Hoy os traigo el séptimo hijo del séptimo hijo (más o menos), una preciosa basura melódica “as usual” que, espero, os resulte un descubrimiento tan bueno como lo fue para mí. Hasta hace pocos meses ni siquiera había oído hablar de estos tipos; por casualidad, en una de esas búsquedas random que a veces hago por Deezer, cayó el tema It’s inevitable y le encontré algo, un regustillo AOR ahí al fondo, que me hizo ahondar más. Tras varias canciones, comencé la escucha de álbumes completos. Y a las pocas semanas me había empapado de la discografía variopinta de estos tipos. Y, de manera inevitable, como la canción, bicheando en redes y tiendas por algún vinilo a buen precio. Y aquí está, por fin, en nuestro blog. ¡Que no nos falte de nada!

Charlie fue el vehículo creativo del cantante y compositor Terry Thomas, más famoso por su labor como productor y arreglista que por el desempeño en este combo. Thomas, que ya se encargaba de mandar y mucho en el sonido de Charlie, dedicó todo su tiempo a la sala de máquinas una vez desaparecida la banda. Entre sus clientes: Bad Company (Dangerous age, 88, Holy wáter, 90, Here comes trouble, 92), Giant (Loas of the runaways, 89, Time to burn, 92), Tesla (Bust a nut, 94) y Foreigner (Unusual heat, 91). Casi nada la colección.

Volviendo a la banda, Thomas comenzó con el grupo en los albores de la década de los setenta de garito en garito londinense, sin mucho éxito, hasta conseguir publicar el primer disco en 1976. Llegaron a girar con The Who y Focus. En el siguiente (Fantasy girls, 77) metieron un single que alcanzó cierto éxito en Estados Unidos: Turning to you. Disco tras disco excavaron su nicho en el mercado yanqui, principalmente, siendo su cúspide comercial el tema She loves to be in love, que alcanzó en 1978 el nada desdeñable puesto 54 en el Billboard. Tras muchos problemas en el cambio de década, incluyendo despido de la compañía de discos, abandono de músicos y otras vicisitudes legales, se rearmaron y volvieron con más fuerza en 1983 para su séptimo largo, este homónimo, cuyo primer single trepó hasta el Top 40 yanqui y su humorístico (sic) vídeo caló en la creciente MTV. Fue su canto del cisne. Thomas intentó lanzarse en solitario, pero tuvo que poner el nombre de la banda en lo que acabó siendo el octavo y último, por entonces, desbandando definitivamente a “los charlies” en 1986. Aunque se reunieron (Thomas y unos amigos) en el siglo XXI y llegaron a editar dos largos, no tuvieron continuidad y cesaron, definitivamente (por ahora), en el 2015.

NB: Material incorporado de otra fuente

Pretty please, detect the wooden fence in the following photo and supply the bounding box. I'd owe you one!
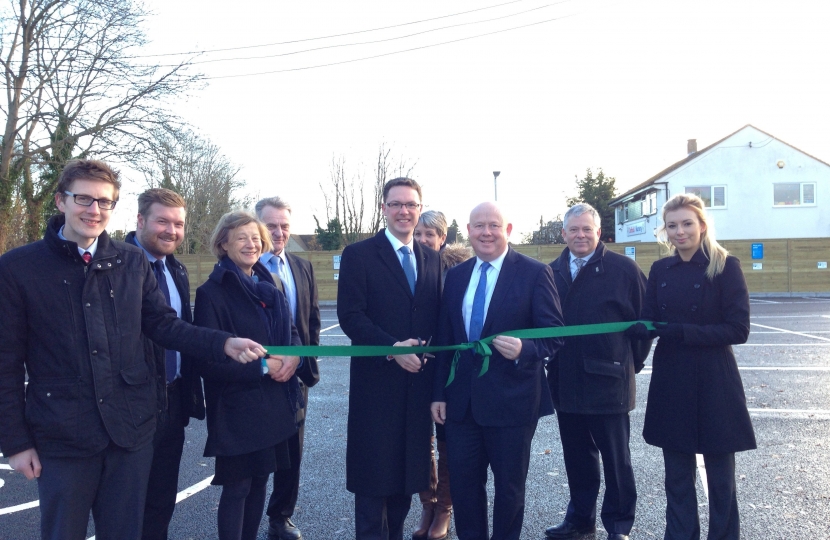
[178,238,830,301]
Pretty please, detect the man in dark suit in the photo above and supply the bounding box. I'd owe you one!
[337,178,441,540]
[432,202,563,540]
[126,188,205,540]
[545,204,651,540]
[256,197,320,540]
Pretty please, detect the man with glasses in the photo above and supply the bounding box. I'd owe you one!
[0,160,265,540]
[337,178,441,540]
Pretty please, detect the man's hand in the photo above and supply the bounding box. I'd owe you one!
[493,336,522,360]
[429,401,447,424]
[9,448,41,480]
[268,356,300,382]
[392,338,426,373]
[225,338,266,364]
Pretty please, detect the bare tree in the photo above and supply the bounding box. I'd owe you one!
[315,143,416,245]
[141,130,253,254]
[0,0,196,250]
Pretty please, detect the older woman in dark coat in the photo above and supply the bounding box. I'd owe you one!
[635,194,756,540]
[193,212,304,540]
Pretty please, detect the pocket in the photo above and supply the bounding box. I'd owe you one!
[26,377,80,441]
[121,363,159,427]
[582,358,626,407]
[222,383,263,409]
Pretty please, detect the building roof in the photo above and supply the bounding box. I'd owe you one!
[608,124,830,206]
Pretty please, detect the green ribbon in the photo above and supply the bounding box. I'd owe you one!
[265,321,654,386]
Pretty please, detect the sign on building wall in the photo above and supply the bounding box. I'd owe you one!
[627,221,646,236]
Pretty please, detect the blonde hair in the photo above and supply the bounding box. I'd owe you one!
[210,210,274,259]
[656,193,729,281]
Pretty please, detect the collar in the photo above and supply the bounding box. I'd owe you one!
[58,225,98,257]
[383,227,415,254]
[133,235,167,266]
[473,248,510,274]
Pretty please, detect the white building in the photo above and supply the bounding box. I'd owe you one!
[610,125,830,242]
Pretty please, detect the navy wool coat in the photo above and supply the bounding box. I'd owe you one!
[337,231,441,497]
[643,251,756,454]
[547,242,651,414]
[193,263,301,456]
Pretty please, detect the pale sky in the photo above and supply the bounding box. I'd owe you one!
[113,0,830,241]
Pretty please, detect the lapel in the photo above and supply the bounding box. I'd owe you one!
[285,255,308,310]
[452,257,478,343]
[481,247,519,337]
[375,229,416,298]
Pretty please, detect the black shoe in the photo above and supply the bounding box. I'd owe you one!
[545,521,597,540]
[268,518,303,540]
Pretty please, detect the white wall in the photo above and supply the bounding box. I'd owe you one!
[616,127,830,242]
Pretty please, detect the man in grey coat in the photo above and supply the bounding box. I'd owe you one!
[545,204,651,540]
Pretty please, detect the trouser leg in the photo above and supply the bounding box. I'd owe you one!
[141,383,186,540]
[216,478,251,540]
[242,476,268,540]
[484,422,536,540]
[266,423,305,522]
[445,414,489,540]
[556,411,601,528]
[37,452,103,540]
[703,453,741,540]
[663,449,700,540]
[92,444,153,540]
[591,414,637,534]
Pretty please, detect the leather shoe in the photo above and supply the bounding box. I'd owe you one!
[268,518,303,540]
[545,520,597,540]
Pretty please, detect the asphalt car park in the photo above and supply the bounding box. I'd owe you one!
[0,297,830,540]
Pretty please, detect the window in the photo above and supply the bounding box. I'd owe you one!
[686,186,726,208]
[772,184,816,206]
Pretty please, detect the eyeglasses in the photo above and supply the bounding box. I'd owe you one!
[63,191,118,210]
[386,201,421,212]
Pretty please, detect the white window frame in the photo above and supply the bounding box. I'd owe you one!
[683,184,729,210]
[772,182,818,208]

Junto a Terry, otro Terry a la voz. Mr. Slesser. Poca broma con este tipo. Un poco gafe o el eterno suplente o el currito del rock, vaya usted a poner la etiqueta que quiera. Entró en su primer grupo sustituyendo al cantante muerto en accidente de moto. Duró un disco. Cantó al lado de Paul Kossoff en la efímera banda Black Street Crawler a finales de los setenta (un disco). Sustituyó a Brian Johnson en Geordie cuando se enroló en AC/DC (no llegó a grabar nada, la banda desapareció al poco). Estuvo a punto de quitarle el puesto a Bruce Dickinson en Iron Maiden cuando Steve Harris buscaba el sustituto de Paul DiAnno. Tras grabar este disco con Charlie (que desapareció), se enroló en la enésima versión de la banda de Michael Schenker (Group en esta ocasión). Y poco más. Se ganó la vida unos años de banda tributo en banda tributo. Un tipo que estuvo a punto de triunfar varias veces. A punto.

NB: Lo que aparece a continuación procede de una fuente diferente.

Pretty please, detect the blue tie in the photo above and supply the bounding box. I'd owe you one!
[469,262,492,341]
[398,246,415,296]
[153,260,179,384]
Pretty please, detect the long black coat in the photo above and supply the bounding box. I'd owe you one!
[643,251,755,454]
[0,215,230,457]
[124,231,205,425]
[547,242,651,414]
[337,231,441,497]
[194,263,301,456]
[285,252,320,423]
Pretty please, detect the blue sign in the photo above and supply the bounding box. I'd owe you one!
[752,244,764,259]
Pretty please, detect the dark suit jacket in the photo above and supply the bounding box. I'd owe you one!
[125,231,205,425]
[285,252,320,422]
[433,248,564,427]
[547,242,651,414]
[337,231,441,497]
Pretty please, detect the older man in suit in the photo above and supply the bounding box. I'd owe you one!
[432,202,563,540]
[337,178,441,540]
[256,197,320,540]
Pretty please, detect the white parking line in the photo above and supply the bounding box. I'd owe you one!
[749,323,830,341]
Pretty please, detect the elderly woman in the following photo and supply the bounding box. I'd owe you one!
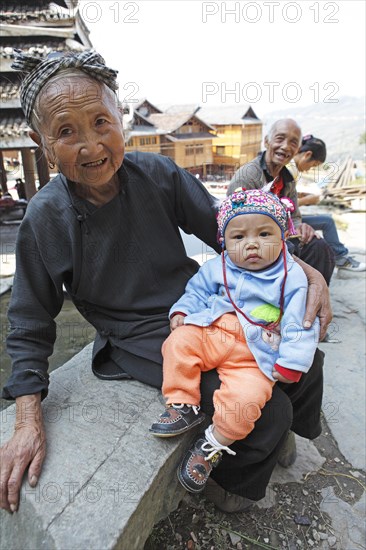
[1,51,331,512]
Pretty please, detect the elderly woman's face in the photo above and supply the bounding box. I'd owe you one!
[39,76,124,188]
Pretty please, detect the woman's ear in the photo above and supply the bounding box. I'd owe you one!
[29,130,42,147]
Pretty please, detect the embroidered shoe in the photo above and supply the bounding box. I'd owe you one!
[149,404,206,437]
[336,256,366,272]
[177,434,222,493]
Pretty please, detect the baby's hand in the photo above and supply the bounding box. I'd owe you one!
[272,369,294,384]
[170,313,185,330]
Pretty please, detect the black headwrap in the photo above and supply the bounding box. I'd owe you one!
[12,50,118,124]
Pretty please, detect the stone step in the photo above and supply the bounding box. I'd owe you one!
[1,344,203,550]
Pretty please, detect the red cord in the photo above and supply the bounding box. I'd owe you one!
[221,241,287,330]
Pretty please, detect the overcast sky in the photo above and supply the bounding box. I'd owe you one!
[80,0,366,116]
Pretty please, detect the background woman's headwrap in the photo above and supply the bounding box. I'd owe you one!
[11,50,118,124]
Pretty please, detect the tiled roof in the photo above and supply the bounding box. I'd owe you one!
[0,73,20,101]
[0,36,68,59]
[148,112,214,133]
[0,109,29,138]
[157,103,200,115]
[0,0,74,25]
[169,132,217,141]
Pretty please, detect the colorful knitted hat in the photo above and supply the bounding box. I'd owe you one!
[217,188,295,238]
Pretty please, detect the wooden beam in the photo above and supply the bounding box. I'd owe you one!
[0,151,8,193]
[1,25,75,38]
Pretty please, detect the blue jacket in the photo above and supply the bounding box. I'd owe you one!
[169,251,319,380]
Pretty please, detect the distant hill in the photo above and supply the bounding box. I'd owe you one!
[261,96,365,161]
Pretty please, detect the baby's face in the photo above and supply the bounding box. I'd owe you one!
[225,214,282,271]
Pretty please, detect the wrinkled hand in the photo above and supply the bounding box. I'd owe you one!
[293,256,333,341]
[0,394,46,512]
[170,313,185,330]
[296,223,320,244]
[272,369,294,384]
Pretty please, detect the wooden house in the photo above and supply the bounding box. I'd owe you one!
[197,105,263,179]
[127,99,216,177]
[0,0,92,199]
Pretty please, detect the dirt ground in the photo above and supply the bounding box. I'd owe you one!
[144,418,364,550]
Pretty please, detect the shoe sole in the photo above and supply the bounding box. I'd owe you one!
[177,460,207,494]
[149,416,205,437]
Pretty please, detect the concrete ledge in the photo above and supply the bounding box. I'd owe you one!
[0,344,199,550]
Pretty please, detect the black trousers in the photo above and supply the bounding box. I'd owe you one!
[289,237,335,286]
[93,347,324,500]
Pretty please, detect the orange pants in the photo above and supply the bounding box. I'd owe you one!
[162,313,274,440]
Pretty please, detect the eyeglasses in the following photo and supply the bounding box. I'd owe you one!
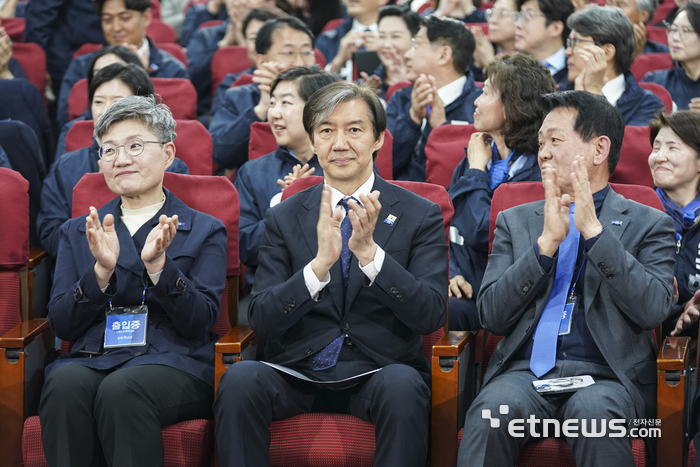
[566,37,595,50]
[513,10,544,23]
[486,8,513,21]
[277,49,316,63]
[97,138,167,162]
[662,21,695,40]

Completan el quinteto el bajista John Anderson (no, no ese Anderson) y ¡dos bateristas! Steve Gadd y Robert Henrit, quien anduviera tras los parches de Argent antes de recalar aquí.

El productor elegido no podía ser más acertado para el giro musical que perseguía Thomas: Kevin Beamish, mago tras el éxito de REO Speedwagoon y su multiplatino Hi-infidelity (1980). Este tipo me ha hecho gozar muchas horas de azúcar: Jefferson Starship, Lionheart, Y&T, el Crusader de Saxon, el primero de McAuley con Schenker y la joya oculta Break out de Cold Sweat, entre otros.

Y el equipo de cerebros se redondea con Robert John “Mutt” Lange, el responsable de discos multiventas como (por entonces) Back in black de AC/DC, el 4 de Foreigner o el Pyromania de Def Leppard (grabado este mismo año). El señor Lange está acreditado, literalmente, “for many happy armonies”.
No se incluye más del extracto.